The muzzle on a apbt can be long or short depending on the bloodlines. Many gamebred type dogs have a longer muzzle and less distinct stop than show dogs or bullies. The tail looks a little furry, but that could be the angle of the pic. Overall a nice looking pit bull, and looks a lot more pure than many of the papered ones on here.


----------



## KITKAT (Feb 21, 2010)

ye i was told by a breeder that she looks alot like a game bred pit then anything so i guess that's what she could be


----------



## bahamutt99 (May 14, 2008)

Terra says your girl's muzzle is just fine.  I think hers is an advantage in terms of stamina.


----------



## PatienceFlame (Dec 22, 2009)

her tail hairs are too long but her muzzle looks fine. she does look to be a mix tho..


----------



## American_Pit13 (Apr 23, 2007)

She has a great snout.
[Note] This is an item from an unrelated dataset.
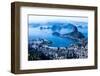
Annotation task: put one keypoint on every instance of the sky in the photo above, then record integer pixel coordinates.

I can't stand how short my dogs snouts are. Its one of my biggest peeves over my dogs lol.


----------



## 9361 (Jun 25, 2009)

Very pretty dog!!


----------



## DarkMoon (Nov 26, 2009)

Wow, she looks JUST like my Carter. I mean JUST like him. I sadly don't have too many photos of him. Lost a lot of them in a hard drive crash then my Webshots page decided to delete some of them  It makes me want to cry just thinking of it.

No clue what mix he was. He was adopted out as a Boxer/Lab mix. I believe he was Lab, not sure what else. I don't like this photo of him. I was messing around by yelling at him. He thought he was really in trouble. I feel bad for it now but yeah.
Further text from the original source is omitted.